Personal information
- Full name: Dimitrios Argyros
- Date of birth: 6 December 1948
- Place of birth: Naousa, Greece
- Date of death: 5 November 2022 (aged 73)
- Place of death: Kastoria, Greece
- Position: Defender

Senior career*
- Years: Team / Apps / (Gls)
- 1966–1974: Naoussa
- 1974–1979: Kastoria / 148 / (7)
- 1979–1980: AEK Athens / 7 / (0)
- 1980–1981: Kastoria / 4 / (0)
- Total:  / 159 / (7)

= Dimitris Argyros =

Greek footballer

Dimitris "Τakis" Argyros (Δημήτρης "Τάκης" Αργυρός; 6 December 1948 – 5 November 2022) was a Greek professional footballer who played as a defender.

==Club career==
Argyros started his football career at Naoussa. He was a harsh centre-back, who could easily compete at the position of sweeper, as well. In the summer of 1974, during the days of the then conscription, he was transferred to Kastoria. He quickly established himself at the team of Kastoria and in his first season he competed in all 34 games of the championship. He spent a total of five seasons at the club and he distinguished himself in the league.
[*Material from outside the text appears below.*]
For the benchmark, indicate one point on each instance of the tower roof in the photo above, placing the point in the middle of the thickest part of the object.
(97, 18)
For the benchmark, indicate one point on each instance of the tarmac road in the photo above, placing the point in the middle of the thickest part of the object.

On 6 August 1979, despite his relatively advanced age of 31, Argyros was transferred to the then champions, AEK Athens, who paid 7 million drachmas to acquire him. He was mainly used as a back-up option in the center of the defense, behind Lakis Nikolaou and Petros Ravousis. On 19 September 1979 he made his only appearance in the European Cup in an away 3–0 defeat against Argeș Pitești. He also competed as a left-back, a position he was used in the entire play-off match for the 3rd place against Panathinaikos on 24 May 1980, where they lost by 1–0. His limited time of participation fell even further with the promotion of the promising defender, Stelios Manolas. In the following season he failed to make any appearances with the yellow-blacks, which resulted his departure on 15 December 1980 and his eventual return to Kastoria, where he ended his football career.

==Personal life==
Argyros was active citizen and he was repeatedly involved in politics and the local government. He died at 5 November 2022.